Jones struggled to find an innovative poetic form, with classical and Arthurian roots, appropriate and adequate to his memories of routine conflict between the officer class and their subordinates, extreme terror and deafening combat. He found solutions in his sense of his responsibility as heir to all previous war authors, including Homer and Virgil. Jones succeeded in creating a literary evocation of the lowest-ranking British soldiers' experience of WW1 by testing the limits of poetry as the other War Poets understood it. His unique prosaic poetry sounds as if it is straining as it tries to do justice to this uneducated comrades' experience of psychic and physiological bombardment. Moreover, only in Jones amongst the 'War Poets' does the formal, aesthetic revolution we call Modernism, which was the ideological expression of the historical, economic and socio-political contradictions of the late 19th and early 20th centuries, become welded to the historical events in which those contradictions tragically exploded in open military conflict.

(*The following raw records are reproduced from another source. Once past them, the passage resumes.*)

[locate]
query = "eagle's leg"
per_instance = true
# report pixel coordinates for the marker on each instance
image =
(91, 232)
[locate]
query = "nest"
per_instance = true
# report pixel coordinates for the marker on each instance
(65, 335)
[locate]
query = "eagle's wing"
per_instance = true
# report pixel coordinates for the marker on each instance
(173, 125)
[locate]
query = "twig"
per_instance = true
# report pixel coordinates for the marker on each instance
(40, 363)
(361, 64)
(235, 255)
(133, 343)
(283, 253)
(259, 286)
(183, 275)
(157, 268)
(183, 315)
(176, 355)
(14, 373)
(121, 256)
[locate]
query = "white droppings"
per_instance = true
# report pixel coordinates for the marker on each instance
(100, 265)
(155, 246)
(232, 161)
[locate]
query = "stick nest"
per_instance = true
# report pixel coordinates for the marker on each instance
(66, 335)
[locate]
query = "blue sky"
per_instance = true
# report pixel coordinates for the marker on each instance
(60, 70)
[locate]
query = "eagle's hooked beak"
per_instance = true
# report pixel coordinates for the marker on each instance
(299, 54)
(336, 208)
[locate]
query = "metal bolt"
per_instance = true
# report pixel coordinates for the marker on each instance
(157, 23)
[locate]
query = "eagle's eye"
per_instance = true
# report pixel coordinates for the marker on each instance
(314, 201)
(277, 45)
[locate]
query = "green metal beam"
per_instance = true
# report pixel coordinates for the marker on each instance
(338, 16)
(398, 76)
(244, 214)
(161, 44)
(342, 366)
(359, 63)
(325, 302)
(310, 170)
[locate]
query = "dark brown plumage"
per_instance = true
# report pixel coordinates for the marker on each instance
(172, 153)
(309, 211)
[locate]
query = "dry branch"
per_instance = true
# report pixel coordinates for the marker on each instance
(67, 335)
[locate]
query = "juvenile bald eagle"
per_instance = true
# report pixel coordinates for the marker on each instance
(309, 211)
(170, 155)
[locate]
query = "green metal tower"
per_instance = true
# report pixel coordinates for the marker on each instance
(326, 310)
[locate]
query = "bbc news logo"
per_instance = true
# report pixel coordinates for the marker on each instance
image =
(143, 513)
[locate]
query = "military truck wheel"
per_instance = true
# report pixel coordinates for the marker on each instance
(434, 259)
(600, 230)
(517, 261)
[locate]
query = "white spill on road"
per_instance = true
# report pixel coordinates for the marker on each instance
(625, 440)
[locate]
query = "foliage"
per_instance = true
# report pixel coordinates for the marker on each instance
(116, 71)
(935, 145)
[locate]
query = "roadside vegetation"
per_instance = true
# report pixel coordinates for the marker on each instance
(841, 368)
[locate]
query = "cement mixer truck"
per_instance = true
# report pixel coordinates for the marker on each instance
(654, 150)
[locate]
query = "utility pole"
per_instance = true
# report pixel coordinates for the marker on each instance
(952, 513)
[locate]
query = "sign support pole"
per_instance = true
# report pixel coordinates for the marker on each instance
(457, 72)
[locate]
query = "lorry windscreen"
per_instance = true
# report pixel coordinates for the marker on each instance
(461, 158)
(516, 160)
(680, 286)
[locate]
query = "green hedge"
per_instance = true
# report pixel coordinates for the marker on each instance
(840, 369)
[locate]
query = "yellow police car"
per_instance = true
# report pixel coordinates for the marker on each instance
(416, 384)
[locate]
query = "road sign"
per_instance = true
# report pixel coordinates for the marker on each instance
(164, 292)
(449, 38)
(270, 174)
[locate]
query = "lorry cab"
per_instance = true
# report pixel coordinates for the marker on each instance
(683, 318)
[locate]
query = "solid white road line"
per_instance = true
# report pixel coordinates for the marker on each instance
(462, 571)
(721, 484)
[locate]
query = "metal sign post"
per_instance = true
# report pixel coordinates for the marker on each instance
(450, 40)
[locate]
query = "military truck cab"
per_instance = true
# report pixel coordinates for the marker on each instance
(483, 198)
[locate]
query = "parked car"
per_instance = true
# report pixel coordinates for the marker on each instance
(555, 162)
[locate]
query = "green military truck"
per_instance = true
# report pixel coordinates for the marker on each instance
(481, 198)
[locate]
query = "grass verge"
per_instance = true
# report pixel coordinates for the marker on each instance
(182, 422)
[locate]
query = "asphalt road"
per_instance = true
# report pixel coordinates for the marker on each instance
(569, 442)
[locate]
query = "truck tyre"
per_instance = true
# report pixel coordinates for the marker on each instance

Similarly, Jones' classicism is far more idiosyncratic and creative than that of the more conventional middle- and upper-class poets examined in Elizabeth Vandiver'sStand in the Trench, Achilles!(2010).It is also bound up with his identity as an Anglo-Welshman fighting in the Welsh Fusiliers, descendants of Tacitus' Caractacus, who had been used in enlistment campaigns and with whom the Welsh-speaking Lloyd George was often elided (see above, chapter 12). Finally, Jones' loyalty to the projectof representing in poetry the world of the soldier-indeed, turning its terror and squalid everyday rituals into a classicising epic sacrament which has been repeated since the dawn of ancient history-extends to the demotic and obscene speech of his Dai Greatcoat's (a modern version of the Homeric Diomedes') audacious and extreme colloquialism.
Epilogue
In this short coda we ask how our findings-the messy, complicated, fragmented and variegated experience of classical antiquity by the historical British working class, inspirational and depressing by turns-can help us think about the place of the ancient Greeks and Romans within the modern curriculum. Our book refutes wholesale the argument that classical education is intrinsically elitist or reactionary; indeed, it emphasises the historical instrumentality of the 'legacy' of Greece and Rome in progressive and enlightened causes, both personal and political. Understanding the ancient world can not only enrich the imagination and socio-cultural literacy but also citizenship skills and the power of argumentation and verbal expression, as our case-studies prove irrefutably. Our book, therefore, is not just about the past, but a rallying cry to modern Britain to support the case for the universal availability in schools of classical civilisation and ancient history.